Casual Connections Draw Big Results
I’m a partner of a philanthropic based organization, Social Venture Partners, which is a global network of local partners that connects passion and purpose while cultivating effective philanthropists, strengthening nonprofits, and investing in collaborative solutions. Shortly after completing my MBA, I reached out to a fellow partner, sharing my interest in management consulting and asking about his experiences. Next thing I knew, we were having lunch. I loved soaking up this guy’s story, but when it was my turn to share my own experiences, doors started flying open for me. He helped me secure interviews in my desired city, and maintained consistent communication with me afterward. Nowadays, I look at him as a mentor. The seed that grew into this big tree of a relationship was my genuine interest in what the guy was up to.
How To Find The Hotspots & Coldspots In Your Network
The hot spots in your network are the valuable people. The givers, the movers, the shakers, the creators, the providers, the conscious people, the present people. As for the cold spots? I’ll give you one guess. If you said “takers”, you nailed it. Worse than cold, these people are black holes: they suck all matter into nothingness. They only come around when they need something. They always leave you feeling like you’ve been drained. Don’t be that guy or gal. Be the hot spot who’s always adding something new to the equation.
Offline Connections Have The Realest Electricity
So many of our communications occur online, and those can certainly be valuable and genuine, but it’s offline where the rubber truly meets the road. The deepest networking happens face-to-face, and conventions are a major part of that. SHOW UP. Be operating in three dimensions. See who you click with. Befriend people in different fields. Moreover, SHOW UP WITH A PLAN. What’s your goal for the conference? What are you walking in with that you’d rather not walk out with? Maybe it’s a new job opportunity. Maybe it’s a certain caliber of ally. People are naturally social and love being together. Don’t miss out on that amazing side of life and business.
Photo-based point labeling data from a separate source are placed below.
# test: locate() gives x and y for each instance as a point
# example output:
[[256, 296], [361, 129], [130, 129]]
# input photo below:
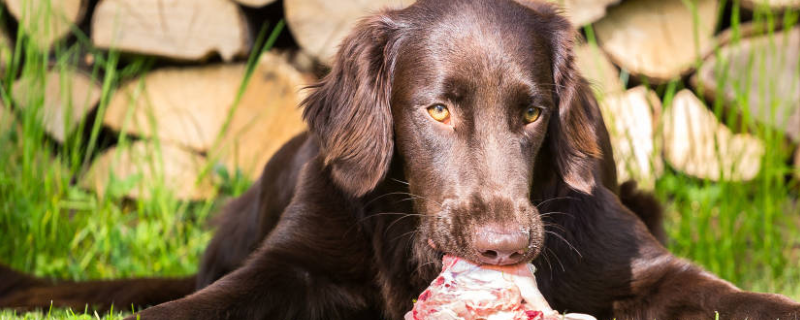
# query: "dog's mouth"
[[439, 251]]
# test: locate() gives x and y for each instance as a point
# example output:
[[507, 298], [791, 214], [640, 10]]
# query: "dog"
[[449, 127]]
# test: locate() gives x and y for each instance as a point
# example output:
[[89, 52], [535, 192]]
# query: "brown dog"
[[456, 127]]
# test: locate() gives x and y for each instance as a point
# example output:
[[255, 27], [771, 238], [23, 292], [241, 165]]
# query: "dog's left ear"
[[349, 111], [575, 144]]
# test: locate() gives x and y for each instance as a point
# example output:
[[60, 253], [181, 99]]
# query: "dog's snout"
[[501, 245]]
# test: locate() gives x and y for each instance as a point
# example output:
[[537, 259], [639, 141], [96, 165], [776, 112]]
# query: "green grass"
[[748, 233]]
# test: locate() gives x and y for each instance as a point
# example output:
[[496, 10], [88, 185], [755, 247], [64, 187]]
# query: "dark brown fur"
[[339, 225]]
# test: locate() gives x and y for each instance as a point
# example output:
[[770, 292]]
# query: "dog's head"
[[471, 96]]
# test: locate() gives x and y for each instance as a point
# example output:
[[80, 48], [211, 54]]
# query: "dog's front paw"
[[759, 306], [173, 310]]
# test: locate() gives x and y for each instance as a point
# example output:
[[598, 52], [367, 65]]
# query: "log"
[[657, 38], [268, 115], [189, 30], [47, 21], [6, 50], [69, 95], [144, 170], [255, 3], [320, 25], [189, 106], [629, 118], [697, 144], [583, 12], [766, 68], [595, 67], [772, 4]]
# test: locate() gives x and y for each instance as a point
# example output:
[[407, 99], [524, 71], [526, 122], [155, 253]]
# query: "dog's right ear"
[[349, 112]]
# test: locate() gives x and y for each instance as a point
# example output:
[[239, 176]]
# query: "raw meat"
[[466, 291]]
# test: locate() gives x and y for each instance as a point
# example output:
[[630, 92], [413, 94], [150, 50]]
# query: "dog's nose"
[[500, 245]]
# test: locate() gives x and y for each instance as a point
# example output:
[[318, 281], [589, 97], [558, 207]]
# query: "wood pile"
[[773, 80], [47, 21], [696, 143], [658, 39], [69, 95], [177, 29], [630, 119], [191, 112]]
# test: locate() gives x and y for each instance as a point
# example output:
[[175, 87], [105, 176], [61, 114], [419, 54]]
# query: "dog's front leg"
[[661, 286], [312, 266]]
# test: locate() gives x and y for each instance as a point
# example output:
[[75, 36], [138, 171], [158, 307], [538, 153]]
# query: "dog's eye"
[[439, 113], [532, 114]]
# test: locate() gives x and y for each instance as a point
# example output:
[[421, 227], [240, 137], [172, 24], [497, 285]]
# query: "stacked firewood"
[[194, 110]]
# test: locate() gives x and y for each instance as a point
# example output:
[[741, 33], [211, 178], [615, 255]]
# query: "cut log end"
[[775, 75], [661, 40], [630, 122], [193, 104], [320, 25], [697, 144], [255, 3]]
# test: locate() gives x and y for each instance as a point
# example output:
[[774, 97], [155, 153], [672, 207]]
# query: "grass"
[[748, 233]]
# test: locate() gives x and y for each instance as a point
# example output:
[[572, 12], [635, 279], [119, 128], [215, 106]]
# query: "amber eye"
[[532, 114], [439, 113]]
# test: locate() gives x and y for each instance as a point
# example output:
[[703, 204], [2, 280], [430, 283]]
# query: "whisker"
[[565, 241], [549, 213], [557, 226], [398, 220], [549, 266], [557, 259], [400, 181]]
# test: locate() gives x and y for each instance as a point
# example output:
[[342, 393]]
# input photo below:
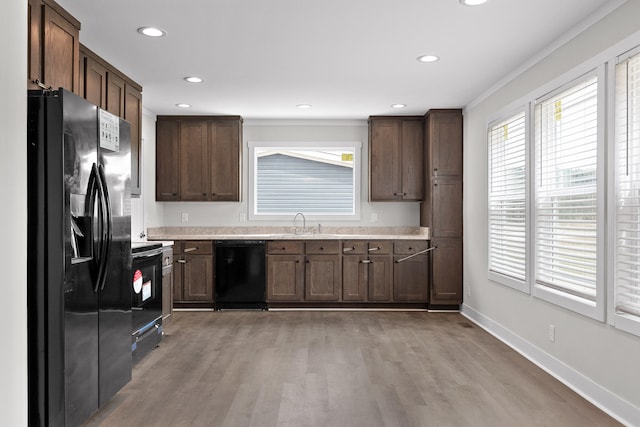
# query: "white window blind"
[[627, 137], [566, 197], [507, 200]]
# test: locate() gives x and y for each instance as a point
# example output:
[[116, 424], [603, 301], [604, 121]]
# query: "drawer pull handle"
[[416, 254]]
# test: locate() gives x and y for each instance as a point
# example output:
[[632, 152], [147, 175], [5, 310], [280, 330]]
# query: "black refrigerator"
[[79, 257]]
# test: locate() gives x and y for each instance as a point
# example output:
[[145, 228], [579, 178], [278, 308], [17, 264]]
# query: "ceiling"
[[348, 59]]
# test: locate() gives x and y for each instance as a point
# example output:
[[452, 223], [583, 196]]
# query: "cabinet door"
[[323, 278], [446, 201], [194, 161], [167, 295], [445, 137], [94, 82], [34, 42], [411, 279], [380, 278], [285, 277], [167, 161], [61, 51], [412, 160], [384, 160], [198, 278], [446, 285], [115, 94], [133, 114], [354, 277], [178, 276], [224, 149]]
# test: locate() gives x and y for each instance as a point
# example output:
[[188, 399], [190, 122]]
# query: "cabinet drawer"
[[197, 247], [167, 256], [354, 247], [322, 247], [408, 247], [380, 247], [285, 247]]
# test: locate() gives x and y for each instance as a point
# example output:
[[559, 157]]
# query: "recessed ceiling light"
[[152, 32], [193, 79], [472, 2], [427, 58]]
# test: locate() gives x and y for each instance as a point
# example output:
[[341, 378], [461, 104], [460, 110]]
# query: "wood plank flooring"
[[325, 369]]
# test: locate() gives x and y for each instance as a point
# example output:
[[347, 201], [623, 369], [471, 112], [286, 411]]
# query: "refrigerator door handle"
[[108, 220], [103, 251], [94, 191]]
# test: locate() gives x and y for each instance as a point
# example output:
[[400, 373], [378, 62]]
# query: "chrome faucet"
[[304, 223]]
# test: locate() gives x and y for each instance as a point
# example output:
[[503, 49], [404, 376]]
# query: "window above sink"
[[319, 179]]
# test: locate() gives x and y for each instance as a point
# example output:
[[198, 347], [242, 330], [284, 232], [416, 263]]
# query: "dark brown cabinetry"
[[367, 271], [207, 164], [442, 206], [53, 47], [410, 271], [167, 284], [395, 158], [193, 274], [109, 89], [285, 271], [323, 272]]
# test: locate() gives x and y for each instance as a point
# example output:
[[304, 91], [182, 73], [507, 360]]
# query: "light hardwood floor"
[[325, 369]]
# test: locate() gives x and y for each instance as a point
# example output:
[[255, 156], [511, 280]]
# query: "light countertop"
[[287, 233]]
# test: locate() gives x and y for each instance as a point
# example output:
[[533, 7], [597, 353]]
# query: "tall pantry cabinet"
[[441, 209]]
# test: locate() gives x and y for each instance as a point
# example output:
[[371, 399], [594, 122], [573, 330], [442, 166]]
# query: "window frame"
[[595, 310], [515, 283], [356, 146], [624, 322]]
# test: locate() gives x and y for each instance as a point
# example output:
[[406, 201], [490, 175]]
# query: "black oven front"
[[146, 298]]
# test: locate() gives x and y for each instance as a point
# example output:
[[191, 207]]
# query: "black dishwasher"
[[240, 274]]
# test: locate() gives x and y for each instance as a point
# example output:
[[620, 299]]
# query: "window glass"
[[627, 144], [507, 199], [566, 193]]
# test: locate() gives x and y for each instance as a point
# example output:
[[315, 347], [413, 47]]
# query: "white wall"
[[145, 212], [13, 226], [594, 357], [228, 213]]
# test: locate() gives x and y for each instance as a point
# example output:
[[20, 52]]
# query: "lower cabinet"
[[367, 278], [348, 272], [410, 271], [285, 278], [193, 276], [446, 285], [167, 284]]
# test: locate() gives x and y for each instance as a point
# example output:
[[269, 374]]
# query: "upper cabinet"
[[395, 158], [109, 89], [198, 158], [53, 47]]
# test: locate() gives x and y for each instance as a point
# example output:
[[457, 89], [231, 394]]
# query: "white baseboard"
[[618, 408]]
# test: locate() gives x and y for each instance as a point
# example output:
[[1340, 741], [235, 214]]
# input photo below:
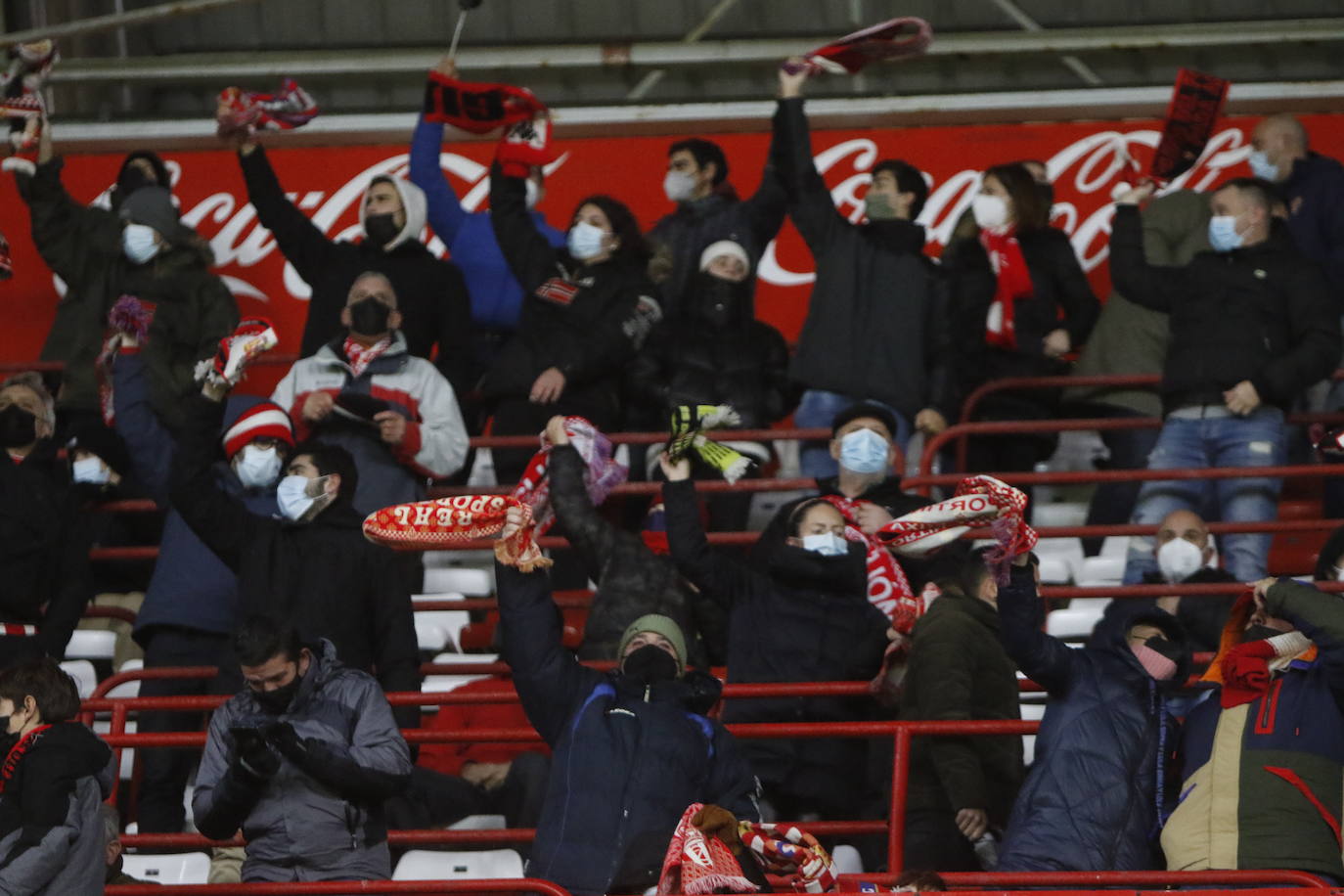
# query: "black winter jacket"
[[714, 352], [586, 320], [322, 575], [1060, 298], [1091, 801], [876, 321], [631, 579], [626, 759], [430, 293], [957, 669], [1264, 313], [808, 619]]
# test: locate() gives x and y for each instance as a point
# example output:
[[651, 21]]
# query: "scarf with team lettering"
[[442, 521], [601, 473]]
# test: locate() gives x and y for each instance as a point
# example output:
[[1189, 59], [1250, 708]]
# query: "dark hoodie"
[[51, 833], [808, 618], [712, 352], [1099, 776]]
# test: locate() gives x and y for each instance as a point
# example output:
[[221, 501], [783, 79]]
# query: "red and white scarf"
[[362, 356], [600, 477], [1012, 283], [433, 524], [697, 863]]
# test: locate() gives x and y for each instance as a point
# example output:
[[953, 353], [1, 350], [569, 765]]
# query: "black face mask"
[[18, 427], [650, 664], [277, 701], [369, 317], [381, 229]]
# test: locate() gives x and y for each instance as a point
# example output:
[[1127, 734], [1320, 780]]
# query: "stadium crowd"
[[263, 569]]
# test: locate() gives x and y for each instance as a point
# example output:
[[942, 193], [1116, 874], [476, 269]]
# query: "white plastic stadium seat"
[[426, 864], [172, 868]]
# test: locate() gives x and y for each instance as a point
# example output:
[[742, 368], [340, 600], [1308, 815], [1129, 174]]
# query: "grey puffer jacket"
[[323, 821]]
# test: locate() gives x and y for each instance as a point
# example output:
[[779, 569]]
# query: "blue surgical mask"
[[1261, 165], [585, 241], [1222, 233], [865, 452], [829, 544], [139, 244]]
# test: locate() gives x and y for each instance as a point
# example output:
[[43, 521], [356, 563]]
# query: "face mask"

Make Your Network Physical
I keep my network in an Excel spreadsheet. Whenever I can, I update it. It has names, addresses, emails, birthdays, specialties, the spots where we first met, ways I can help them, and even other people whose interests might coincide with their own. I always keep an eye on my network, and always send out articles of interest to the people in it. This lets them know they’re on my mind, that I care about them, and take them seriously. Also, after meeting them, I always make a positive follow-up within 24 hours. This demonstrates presence, consistency, and dependability on my part; the spreadsheet allows me to navigate the landscape with ease and clarity.
It’s what everybody tells you before a first date, or any other important encounter: “Be Yourself.” This is so true because if you start off a relationship on an inauthentic note, it will never pay off in a way that truly resonates with your soul. Even if you get everything you ever dreamed of out of it, that’ll feel pretty lousy if you didn’t act like your real self. Moreover, while you’re being yourself, keep all topics positive – at least during those first couple encounters, and ESPECIALLY when you’re meeting a major figure. The last thing you want to do is bring up how the industry leader you respect was recently in legal hot water. Do your homework, uncover positive and uncontroversial points to touch upon, and make the best of possible impressions by showing up as YOU.
Be Fully Present
I don’t just mean you have to listen and be engaged, even though you do. I mean that when you leave the house, please do so with all your gear in check. In other words, make sure your phone is charged and your wallet is stocked with business cards. For example, I was once in an elevator with CNN anchor whose commentary I much admired. Unfortunately I couldn’t connect with him outside of the elevator because I didn’t have any business cards with me and my phone had died from a previous business call that lasted longer than expected. So instead of the contact, I learned a disappointing lesson and it’s not a lesson I’ll be forgetting anytime soon.